Anche per questo ho letto con attenzione le pagine che Il Fatto ha dedicato il giorno dopo alla manifestazione dell’Oceano Pacifico come recita il titolo di copertina che sta sulla foto del bandierone della pace portato da Rifondazione Comunista. C’è molta riflessione sul rapporto con la sinistra tra gli articoli che citano anche un vecchio riferimento fatto da Casaleggio ad Enrico Berlinguer come nume tutelare. Credo di non sbagliare nel dire che quel popolo di “gente normale” che il 5 stava in piazza e che è arrivato a gonfiare le urne del movimento oltre il 30%, un tempo poteva ritrovarsi col PCI. Partito comunista e popolare. I Cinquestelle hanno una storia e una matrice diversa, articolata ed anche contraddittoria. Occupano però anche lo spazio lasciato dal PCI e per un lungo periodo occupato in parte da Rifondazione Comunista che non sfondò mai però il muro del 10%. La matrice identitaria, dicevo, è sfaccettata. Ho con loro punti di diversità significativi su legalità e migranti. Ma sono una forza che sa cambiare. La scelta pacifista e sulla Palestina è importante. Quella di aderire al gruppo europeo The Left, che per quello che potevo ho sostenuto, utile al gruppo e a loro. Il 5 Rifondazione ha investito tanto e sinceramente nella manifestazione con tantissimi compagni presenti. Non certo una delegazione formale. Sul Fatto se ne dà atto e se ne parla, anche attribuendo qualche striscione che non era di Rifondazione. Penso che questo dialogo politico, e non politicista, sia possibile e necessario. La piazza del 5 è stata fatta dai Cinquestelle e non è stata fatta né dalla sinistra parlamentare, né da quella fuori delle istituzioni, né dai movimenti. Ma tutte queste realtà erano in piazza e così stanno le cose. Che sono talmente gravi e serie che nessuno si può permettere di volare basso. I Cinquestelle di fare la bella copia del PD. La sinistra nelle istituzioni di testimoniare senza muovere forze. Quella fuori di puntare sul disvelamento. E i movimenti di non riprendere il loro ruolo. Tutti dobbiamo fermare le guerre militari ed economiche. Non è cosa da poco ma non si può fare di meno.

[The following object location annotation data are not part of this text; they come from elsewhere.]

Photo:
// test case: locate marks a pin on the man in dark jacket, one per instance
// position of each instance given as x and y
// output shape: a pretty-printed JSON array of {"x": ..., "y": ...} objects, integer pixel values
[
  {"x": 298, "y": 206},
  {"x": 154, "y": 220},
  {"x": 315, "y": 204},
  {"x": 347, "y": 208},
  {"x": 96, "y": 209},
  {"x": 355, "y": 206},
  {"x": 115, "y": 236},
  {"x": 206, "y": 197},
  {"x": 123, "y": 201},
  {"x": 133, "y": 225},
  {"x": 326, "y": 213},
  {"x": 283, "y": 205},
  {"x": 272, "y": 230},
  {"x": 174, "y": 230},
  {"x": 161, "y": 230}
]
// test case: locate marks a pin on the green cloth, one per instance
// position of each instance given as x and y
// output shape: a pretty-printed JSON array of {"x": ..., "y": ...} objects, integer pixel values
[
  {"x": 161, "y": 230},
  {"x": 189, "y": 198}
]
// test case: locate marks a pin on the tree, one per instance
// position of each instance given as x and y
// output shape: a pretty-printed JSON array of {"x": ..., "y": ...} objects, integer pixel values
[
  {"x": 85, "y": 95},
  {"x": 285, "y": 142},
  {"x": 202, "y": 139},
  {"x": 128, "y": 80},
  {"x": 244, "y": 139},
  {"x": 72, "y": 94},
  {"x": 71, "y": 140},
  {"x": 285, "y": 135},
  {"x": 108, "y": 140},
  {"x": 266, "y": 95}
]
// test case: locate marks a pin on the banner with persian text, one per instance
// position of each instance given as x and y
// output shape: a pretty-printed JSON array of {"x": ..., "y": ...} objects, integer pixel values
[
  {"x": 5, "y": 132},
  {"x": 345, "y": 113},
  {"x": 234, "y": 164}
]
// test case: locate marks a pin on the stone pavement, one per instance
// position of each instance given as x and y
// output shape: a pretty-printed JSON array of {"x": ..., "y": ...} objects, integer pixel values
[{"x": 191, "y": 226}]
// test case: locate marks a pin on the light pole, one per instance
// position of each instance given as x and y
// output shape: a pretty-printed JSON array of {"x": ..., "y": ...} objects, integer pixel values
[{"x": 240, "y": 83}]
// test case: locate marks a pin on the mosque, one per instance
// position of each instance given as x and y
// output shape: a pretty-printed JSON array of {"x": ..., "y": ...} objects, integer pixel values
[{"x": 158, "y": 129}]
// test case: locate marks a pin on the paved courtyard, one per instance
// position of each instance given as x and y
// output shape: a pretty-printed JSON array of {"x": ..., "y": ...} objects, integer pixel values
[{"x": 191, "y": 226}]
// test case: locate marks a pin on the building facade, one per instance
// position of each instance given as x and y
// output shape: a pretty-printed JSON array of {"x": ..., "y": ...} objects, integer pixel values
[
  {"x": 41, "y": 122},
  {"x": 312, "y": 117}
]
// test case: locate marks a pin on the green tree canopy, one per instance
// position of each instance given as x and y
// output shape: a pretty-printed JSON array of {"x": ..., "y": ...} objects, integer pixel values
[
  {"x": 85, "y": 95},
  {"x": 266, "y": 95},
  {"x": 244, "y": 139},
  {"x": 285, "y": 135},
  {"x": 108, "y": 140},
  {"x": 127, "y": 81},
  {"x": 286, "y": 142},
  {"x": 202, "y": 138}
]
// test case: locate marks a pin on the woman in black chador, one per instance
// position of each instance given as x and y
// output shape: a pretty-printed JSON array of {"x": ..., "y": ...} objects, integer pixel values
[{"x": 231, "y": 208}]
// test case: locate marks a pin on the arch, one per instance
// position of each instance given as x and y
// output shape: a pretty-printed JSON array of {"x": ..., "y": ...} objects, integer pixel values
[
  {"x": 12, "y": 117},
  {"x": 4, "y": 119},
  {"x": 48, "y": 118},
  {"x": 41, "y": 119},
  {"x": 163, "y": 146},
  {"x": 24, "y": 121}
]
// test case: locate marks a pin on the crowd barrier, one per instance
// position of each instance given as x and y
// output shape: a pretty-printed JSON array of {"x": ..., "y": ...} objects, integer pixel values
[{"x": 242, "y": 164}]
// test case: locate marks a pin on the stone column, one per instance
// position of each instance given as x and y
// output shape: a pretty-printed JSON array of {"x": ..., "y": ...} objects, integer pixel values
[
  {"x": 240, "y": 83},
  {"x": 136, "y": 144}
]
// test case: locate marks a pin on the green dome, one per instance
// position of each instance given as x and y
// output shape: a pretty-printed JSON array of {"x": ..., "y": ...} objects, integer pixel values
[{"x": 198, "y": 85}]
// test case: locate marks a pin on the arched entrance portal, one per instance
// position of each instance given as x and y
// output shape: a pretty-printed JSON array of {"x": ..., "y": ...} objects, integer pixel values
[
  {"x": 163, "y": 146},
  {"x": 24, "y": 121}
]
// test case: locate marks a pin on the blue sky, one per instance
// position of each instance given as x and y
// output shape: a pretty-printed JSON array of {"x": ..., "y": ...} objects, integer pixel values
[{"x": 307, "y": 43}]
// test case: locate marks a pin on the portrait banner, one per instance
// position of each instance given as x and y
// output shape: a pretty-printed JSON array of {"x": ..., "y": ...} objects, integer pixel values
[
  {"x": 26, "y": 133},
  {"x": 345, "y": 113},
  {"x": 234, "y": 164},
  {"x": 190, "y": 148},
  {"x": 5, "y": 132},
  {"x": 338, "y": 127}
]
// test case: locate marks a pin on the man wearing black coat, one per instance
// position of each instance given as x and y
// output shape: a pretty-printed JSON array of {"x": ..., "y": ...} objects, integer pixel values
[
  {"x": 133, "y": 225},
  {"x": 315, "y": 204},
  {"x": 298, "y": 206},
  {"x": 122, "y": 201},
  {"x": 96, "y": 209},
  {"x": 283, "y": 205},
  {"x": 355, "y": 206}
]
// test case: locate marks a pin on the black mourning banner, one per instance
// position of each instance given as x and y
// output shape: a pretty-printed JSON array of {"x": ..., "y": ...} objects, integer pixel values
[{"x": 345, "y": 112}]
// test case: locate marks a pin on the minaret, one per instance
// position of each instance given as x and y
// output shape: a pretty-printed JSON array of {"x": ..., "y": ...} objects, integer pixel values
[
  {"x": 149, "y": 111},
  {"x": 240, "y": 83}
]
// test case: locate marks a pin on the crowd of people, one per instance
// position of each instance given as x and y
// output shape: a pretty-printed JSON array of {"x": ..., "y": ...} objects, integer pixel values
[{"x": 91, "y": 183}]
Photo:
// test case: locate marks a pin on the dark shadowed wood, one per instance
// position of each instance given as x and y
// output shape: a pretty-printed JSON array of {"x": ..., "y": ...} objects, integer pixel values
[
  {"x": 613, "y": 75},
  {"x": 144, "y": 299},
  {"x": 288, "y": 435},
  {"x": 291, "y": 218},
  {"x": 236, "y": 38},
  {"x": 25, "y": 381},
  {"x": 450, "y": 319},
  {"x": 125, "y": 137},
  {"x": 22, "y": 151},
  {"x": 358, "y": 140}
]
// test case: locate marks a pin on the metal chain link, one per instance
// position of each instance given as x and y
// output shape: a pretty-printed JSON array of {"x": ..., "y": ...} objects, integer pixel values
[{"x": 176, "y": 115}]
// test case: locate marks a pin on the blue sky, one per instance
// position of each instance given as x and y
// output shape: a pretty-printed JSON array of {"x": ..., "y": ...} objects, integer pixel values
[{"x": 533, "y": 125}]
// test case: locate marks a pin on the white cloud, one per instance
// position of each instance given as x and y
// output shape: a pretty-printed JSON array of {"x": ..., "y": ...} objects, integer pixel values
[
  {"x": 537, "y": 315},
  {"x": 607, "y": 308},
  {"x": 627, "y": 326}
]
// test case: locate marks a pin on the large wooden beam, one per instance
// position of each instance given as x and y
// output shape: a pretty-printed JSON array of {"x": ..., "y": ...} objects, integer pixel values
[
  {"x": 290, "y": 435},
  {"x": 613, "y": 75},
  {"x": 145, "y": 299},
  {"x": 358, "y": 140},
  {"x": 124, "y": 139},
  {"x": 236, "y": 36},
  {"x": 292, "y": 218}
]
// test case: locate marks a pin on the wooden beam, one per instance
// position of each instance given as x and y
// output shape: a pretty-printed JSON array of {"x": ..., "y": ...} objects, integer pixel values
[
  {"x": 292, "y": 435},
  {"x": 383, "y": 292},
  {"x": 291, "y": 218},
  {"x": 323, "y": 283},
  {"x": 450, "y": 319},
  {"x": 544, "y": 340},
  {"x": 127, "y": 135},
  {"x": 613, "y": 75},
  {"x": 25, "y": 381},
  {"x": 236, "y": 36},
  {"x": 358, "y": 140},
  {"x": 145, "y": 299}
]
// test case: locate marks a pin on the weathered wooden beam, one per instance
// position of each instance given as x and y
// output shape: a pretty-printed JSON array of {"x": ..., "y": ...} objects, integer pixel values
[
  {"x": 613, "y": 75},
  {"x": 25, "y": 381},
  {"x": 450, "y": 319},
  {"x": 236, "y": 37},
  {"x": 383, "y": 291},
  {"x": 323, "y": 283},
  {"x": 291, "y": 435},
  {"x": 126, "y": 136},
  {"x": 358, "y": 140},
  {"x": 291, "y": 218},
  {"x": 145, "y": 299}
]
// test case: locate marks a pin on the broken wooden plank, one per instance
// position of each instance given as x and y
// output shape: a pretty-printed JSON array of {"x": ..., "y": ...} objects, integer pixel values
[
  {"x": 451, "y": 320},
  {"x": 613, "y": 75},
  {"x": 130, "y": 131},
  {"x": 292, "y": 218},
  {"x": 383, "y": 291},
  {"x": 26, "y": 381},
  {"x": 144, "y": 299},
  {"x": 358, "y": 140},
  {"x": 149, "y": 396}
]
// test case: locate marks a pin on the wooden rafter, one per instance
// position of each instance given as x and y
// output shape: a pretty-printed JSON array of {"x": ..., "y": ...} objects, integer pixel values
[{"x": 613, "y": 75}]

Quindi occorre lavorare con grande lena, apertura, approfondimento.
Sarebbe quanto mai importante se ci fosse un appuntamento grande e nazionale promosso questa volta in forma unitaria, da movimenti e soggetti politici.
Altrettanto importante una dimensione europea come quella proposta dall’appello Stop ReArm proposto da Transform!Europa e tanti altri.
Iniziative per un rilancio di una logica alternativa a quella della orrenda risoluzione sulla difesa comune approvata dal PE recentemente e che poggino invece sulla proposta, avanzata anche da un appello delle Fondazioni Di Vittorio e Basso, dal CRS e dai costituzionalisti per la democrazia, di una nuova Helsinki, a 50 anni dalla prima che, in piena guerra fredda, riuscì a convenire sulla idea di sicurezza comune, di contenimento dei conflitti, di legalità internazionale, cooperazione e diritti. Un quadro opposto a quello proposto oggi.
E servono iniziative anche contro le guerre economiche, che poi sono sociali (la lotta di classe rovesciata) che ora vedono i dazi arrivare dopo i dumping e i surplus esportativi e che chiedano una uscita da sinistra da Maastricht e dal patto di stabilità, per fare “burro e non cannoni” come invece fa la Germania e come propone il governo italiano.
C’è un intreccio di fondo tra le ragioni della pace e quelle sociali. Per questo serve un grande movimento di massa permanente e una sinistra che ne sia protagonista.